Consider how incalculably important becomes the question of _proportion_ in our knowledge, and how that which we are is dependent as much upon our ignorance as our science. What we call ignorance is only a smaller proportion-- what we call science only a larger.

Here the argument begins to become delicious:

The larger quantity is recommended as an unquestionable good, but the goodness of it is entirely dependent _on the mental product that we want._ Aristocracies have always instinctively felt this, and have decided that a gentleman ought not to know too much of certain arts and sciences. The character which they had accepted as their ideal would have been destroyed by indiscriminate additions to those ingredients of which long experience had fixed the exact proportions....

The last generation of the English country aristocracy was particularly rich in characters whose unity and charm was dependent upon the limitations of their culture, and which would have been entirely altered, perhaps not for the better, by simply knowing a science or a literature that was dosed to them.

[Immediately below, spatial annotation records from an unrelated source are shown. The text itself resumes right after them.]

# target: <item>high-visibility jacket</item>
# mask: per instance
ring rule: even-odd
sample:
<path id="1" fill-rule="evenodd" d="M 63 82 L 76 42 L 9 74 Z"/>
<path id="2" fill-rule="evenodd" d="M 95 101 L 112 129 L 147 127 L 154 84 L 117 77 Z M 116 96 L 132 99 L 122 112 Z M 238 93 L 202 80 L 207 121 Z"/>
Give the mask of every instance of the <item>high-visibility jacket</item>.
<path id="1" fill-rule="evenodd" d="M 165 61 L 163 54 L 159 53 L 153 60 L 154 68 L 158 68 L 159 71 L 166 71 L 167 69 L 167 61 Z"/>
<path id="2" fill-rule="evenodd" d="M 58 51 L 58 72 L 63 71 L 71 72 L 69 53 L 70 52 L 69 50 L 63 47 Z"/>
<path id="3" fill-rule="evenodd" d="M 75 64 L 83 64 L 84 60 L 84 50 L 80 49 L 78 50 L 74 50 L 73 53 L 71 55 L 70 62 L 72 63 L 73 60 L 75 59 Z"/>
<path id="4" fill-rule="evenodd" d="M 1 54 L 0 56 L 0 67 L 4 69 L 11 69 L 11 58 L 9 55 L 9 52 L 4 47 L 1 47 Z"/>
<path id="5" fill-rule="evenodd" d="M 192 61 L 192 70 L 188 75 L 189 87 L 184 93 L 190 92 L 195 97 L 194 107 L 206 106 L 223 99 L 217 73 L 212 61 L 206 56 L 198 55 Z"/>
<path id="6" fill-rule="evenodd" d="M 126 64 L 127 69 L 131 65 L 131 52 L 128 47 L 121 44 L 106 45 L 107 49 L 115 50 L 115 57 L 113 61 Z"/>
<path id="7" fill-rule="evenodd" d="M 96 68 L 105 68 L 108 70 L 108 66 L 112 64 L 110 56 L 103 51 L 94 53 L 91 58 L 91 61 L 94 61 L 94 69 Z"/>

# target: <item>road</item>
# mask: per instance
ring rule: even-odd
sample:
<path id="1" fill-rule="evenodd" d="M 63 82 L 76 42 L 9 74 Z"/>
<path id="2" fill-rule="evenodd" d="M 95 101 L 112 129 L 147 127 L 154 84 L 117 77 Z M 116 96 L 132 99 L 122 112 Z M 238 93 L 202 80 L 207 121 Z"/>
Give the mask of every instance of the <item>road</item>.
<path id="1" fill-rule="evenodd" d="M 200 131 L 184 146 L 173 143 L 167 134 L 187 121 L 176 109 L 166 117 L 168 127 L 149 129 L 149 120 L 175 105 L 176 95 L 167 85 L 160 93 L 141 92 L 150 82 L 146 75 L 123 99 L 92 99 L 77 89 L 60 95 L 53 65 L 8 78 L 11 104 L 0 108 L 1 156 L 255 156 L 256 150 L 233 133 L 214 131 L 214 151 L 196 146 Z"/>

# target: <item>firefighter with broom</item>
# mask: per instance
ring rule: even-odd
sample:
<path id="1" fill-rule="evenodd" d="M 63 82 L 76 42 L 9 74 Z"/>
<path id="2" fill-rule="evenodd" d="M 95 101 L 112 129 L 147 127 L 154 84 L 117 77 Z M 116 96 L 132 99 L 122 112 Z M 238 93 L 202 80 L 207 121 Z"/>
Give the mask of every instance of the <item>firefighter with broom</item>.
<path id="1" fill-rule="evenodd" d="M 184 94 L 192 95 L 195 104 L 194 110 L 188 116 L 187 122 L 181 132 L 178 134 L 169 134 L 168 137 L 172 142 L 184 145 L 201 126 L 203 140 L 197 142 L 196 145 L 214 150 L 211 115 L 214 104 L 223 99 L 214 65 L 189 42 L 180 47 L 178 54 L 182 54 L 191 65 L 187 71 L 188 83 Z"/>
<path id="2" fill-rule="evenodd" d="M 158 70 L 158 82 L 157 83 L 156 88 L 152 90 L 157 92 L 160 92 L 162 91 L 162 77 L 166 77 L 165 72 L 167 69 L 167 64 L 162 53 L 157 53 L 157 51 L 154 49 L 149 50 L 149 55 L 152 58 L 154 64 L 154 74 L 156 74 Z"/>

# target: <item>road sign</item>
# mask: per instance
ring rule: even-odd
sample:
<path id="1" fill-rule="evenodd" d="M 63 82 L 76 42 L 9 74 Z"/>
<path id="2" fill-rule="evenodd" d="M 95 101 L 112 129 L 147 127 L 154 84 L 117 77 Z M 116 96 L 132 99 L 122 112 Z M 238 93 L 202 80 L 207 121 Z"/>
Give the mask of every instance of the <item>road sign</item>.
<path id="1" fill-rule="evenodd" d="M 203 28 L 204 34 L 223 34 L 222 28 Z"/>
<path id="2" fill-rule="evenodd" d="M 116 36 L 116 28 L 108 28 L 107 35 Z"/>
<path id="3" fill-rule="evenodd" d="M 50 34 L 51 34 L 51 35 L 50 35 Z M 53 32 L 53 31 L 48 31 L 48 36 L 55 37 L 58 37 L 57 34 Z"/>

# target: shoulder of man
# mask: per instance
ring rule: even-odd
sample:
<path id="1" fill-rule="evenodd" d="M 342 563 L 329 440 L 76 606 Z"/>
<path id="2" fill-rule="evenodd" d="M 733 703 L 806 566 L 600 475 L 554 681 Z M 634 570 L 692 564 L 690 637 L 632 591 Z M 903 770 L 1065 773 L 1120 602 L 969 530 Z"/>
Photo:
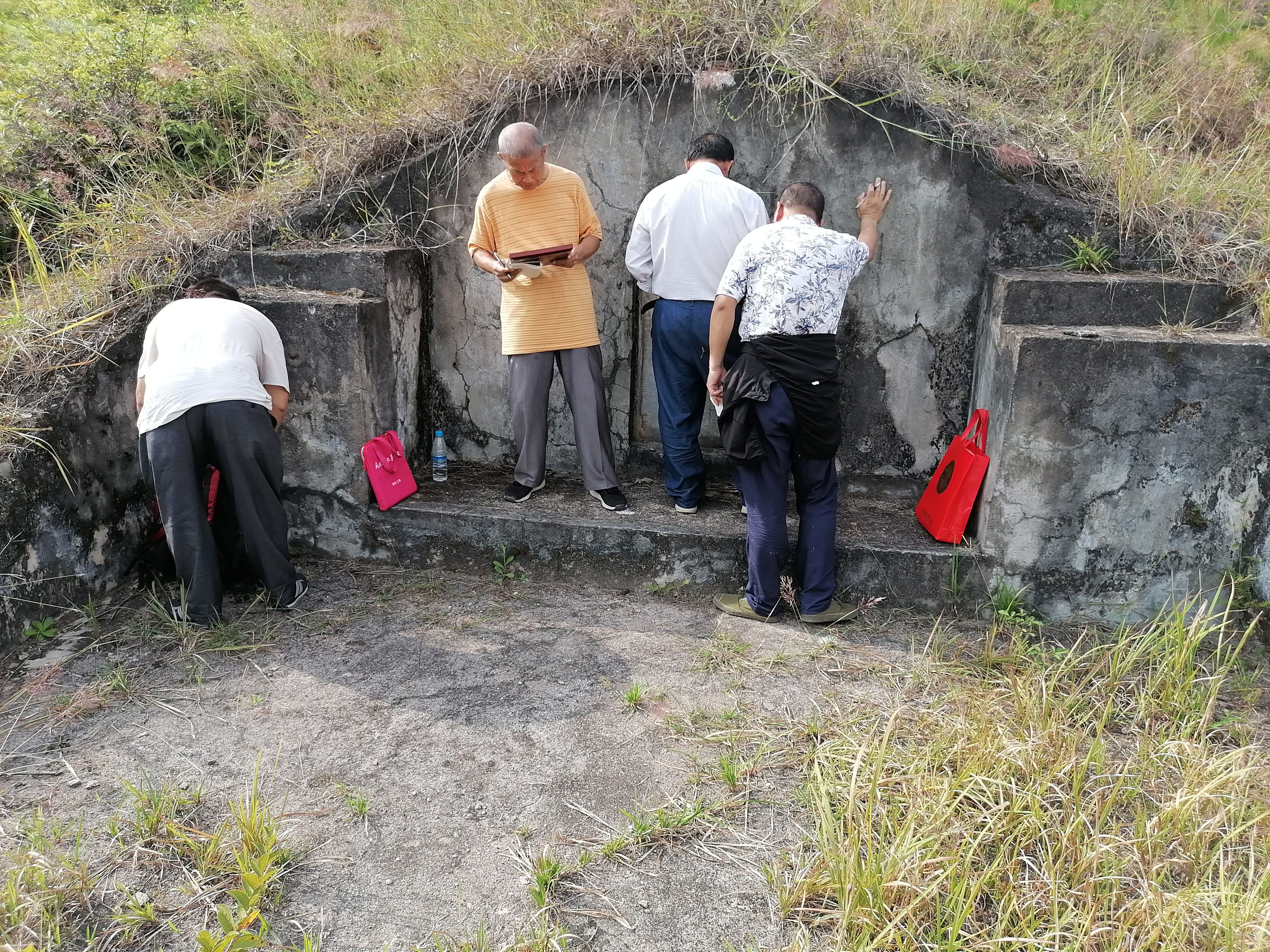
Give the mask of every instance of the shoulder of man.
<path id="1" fill-rule="evenodd" d="M 773 221 L 767 222 L 767 225 L 759 225 L 737 244 L 737 250 L 739 251 L 743 248 L 751 250 L 777 237 L 780 235 L 779 225 L 780 222 Z"/>
<path id="2" fill-rule="evenodd" d="M 495 175 L 494 178 L 491 178 L 489 182 L 486 182 L 484 185 L 480 187 L 480 192 L 476 193 L 476 201 L 484 202 L 485 198 L 491 192 L 502 192 L 507 184 L 508 184 L 507 173 L 500 171 L 498 175 Z"/>

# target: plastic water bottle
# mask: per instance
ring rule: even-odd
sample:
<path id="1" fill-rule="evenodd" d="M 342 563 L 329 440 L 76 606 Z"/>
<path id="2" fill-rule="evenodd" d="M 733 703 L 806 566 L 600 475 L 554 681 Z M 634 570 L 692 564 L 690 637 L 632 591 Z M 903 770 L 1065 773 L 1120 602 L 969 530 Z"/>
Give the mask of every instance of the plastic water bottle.
<path id="1" fill-rule="evenodd" d="M 446 438 L 441 430 L 437 430 L 437 435 L 432 438 L 432 481 L 444 482 L 446 468 Z"/>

If anything could be funnier than that, it is that it is, very possibly, true. Let us end our quest-by-commonsense, for the moment, on this; that to read all the books that have been written---in short to keep pace with those that are being written--is starkly impossible, and (as Aristotle would say) about what is impossible one does not argue. We _must_ select. Selection implies skilful practice. Skilful practice is only another term for Art. So far plain common-sense leads us. On this point, then, let us set up a rest and hark back.

II

Let us cast back to the three terms of my first lecture--_What does, What knows, What is._

I shall here take leave to recapitulate a brief argument much sneered at a few years ago when it was still fashionable to consider Hegel a greater philosopher than Plato. Abbreviating it I repeat it, because I believe in it yet to-day, when Hegel (for causes unconnected with pure right and wrong) has gone somewhat out of fashion for a while.

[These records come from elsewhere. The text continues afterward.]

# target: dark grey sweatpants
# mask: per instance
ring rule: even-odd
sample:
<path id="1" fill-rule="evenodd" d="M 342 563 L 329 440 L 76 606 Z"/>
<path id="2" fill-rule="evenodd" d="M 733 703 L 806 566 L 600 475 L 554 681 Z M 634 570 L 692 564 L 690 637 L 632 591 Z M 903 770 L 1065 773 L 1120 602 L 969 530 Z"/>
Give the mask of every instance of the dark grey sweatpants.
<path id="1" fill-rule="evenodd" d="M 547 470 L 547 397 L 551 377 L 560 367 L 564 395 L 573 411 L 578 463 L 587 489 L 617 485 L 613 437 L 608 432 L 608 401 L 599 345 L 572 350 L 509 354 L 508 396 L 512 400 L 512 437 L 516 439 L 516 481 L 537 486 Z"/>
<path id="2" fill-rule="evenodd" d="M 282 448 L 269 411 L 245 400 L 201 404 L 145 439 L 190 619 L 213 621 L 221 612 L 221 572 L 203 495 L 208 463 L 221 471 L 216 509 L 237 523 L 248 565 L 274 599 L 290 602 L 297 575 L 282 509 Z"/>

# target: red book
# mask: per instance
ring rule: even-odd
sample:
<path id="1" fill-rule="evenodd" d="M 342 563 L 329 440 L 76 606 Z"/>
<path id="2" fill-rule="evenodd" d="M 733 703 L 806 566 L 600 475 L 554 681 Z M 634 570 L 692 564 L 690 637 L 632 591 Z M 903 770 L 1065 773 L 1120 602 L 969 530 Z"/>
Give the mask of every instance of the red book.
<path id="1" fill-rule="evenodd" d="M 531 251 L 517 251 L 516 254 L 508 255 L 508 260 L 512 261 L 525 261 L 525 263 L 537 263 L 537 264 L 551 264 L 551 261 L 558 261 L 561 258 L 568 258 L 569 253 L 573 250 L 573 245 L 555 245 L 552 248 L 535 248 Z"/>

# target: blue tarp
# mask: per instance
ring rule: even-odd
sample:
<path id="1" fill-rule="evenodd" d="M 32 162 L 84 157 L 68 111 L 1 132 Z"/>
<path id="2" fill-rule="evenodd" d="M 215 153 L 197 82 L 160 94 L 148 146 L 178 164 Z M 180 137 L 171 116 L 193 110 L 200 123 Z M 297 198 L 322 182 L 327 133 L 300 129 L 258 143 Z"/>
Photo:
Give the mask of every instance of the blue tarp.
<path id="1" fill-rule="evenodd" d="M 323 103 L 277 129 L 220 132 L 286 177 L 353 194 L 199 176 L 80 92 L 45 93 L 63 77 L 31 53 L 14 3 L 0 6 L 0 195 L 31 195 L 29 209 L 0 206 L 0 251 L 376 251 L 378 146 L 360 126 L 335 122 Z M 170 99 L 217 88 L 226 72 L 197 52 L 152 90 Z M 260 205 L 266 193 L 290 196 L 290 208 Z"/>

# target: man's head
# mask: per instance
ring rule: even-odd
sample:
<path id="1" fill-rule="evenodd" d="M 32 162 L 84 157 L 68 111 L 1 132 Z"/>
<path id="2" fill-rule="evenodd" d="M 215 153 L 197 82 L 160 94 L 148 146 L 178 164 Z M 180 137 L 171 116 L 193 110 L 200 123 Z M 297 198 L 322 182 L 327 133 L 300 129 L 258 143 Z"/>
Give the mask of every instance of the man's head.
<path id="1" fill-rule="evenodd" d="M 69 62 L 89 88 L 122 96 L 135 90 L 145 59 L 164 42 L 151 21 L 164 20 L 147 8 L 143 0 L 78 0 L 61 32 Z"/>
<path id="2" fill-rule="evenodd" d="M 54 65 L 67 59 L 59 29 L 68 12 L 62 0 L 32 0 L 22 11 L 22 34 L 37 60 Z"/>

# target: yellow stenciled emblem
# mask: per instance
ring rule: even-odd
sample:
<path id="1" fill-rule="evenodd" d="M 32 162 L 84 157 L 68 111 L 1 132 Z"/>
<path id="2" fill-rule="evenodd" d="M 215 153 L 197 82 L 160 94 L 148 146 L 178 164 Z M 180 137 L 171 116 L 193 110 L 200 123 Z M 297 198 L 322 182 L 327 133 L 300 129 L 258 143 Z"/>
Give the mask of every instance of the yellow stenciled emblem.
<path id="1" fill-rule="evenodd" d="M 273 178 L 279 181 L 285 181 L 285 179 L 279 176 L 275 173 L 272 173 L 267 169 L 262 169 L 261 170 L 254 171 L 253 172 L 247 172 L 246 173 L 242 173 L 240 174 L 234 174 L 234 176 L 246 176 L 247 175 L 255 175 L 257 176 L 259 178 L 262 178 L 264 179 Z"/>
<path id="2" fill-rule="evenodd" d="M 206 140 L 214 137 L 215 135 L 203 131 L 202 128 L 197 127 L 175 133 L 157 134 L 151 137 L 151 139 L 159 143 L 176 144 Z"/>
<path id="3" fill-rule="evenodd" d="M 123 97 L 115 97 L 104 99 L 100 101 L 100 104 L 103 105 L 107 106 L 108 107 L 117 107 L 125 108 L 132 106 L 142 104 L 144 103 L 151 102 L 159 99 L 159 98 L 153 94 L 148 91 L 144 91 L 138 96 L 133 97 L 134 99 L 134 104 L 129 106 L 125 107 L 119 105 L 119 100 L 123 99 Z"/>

As the tale, then, is told by Plato, in the tenth book of "The Republic", one Er the son of Armenius, a Pamphylian, was slain in battle; and ten days afterwards, when they collected the dead for burial, his body alone showed no taint of corruption. His relatives, however, bore it off to the funeral pyre; and on the twelfth day, lying there, he returned to life, and he told them what he had seen in the other world. Many wonders he related concerning the dead, for example, with their rewards and punishments: but what had impressed him as most wonderful of all was the great spindle of Necessity, reaching up to Heaven, with the planets revolving around it in graduated whorls of width and spread: yet all concentric and so timed that all complete the full circle punctually together--'The Spindle turns on the knees of Necessity; and on the rim of each whorl sits perched a Siren who goes round with it, hymning a single note; the eight notes together forming one harmony.'

Now as--we have the divine word for it--upon two great commandments hang all the law and the prophets, so all religions, all philosophies, hang upon two steadfast and faithful beliefs; the first of which Plato would show by the above parable.

It is, of course, that the stability of the Universe rests upon ordered motion--that the 'firmament' above, around, beneath, stands firm, continues firm, on a balance of active and tremendous forces somehow harmoniously composed. Theology asks 'by What?' or 'by Whom?' Philosophy inclines rather to ask 'How?' Natural Science, allowing that for the present these questions are probably unanswerable, contents itself with mapping and measuring what it can of the various forces. But all agree about the harmony; and when a Galileo or a Newton discovers a single rule of it for us, he but makes our assurance surer. For uncounted centuries before ever hearing of Gravitation men knew of the sun that he rose and set, of the moon that she waxed and waned, of the tides that they flowed and ebbed, all regularly, at times to be predicted; of the stars that they swung as by clockwork around the pole. Says the son of Sirach:

At the word of the Holy One they will stand in due order, And they will not faint in their watches.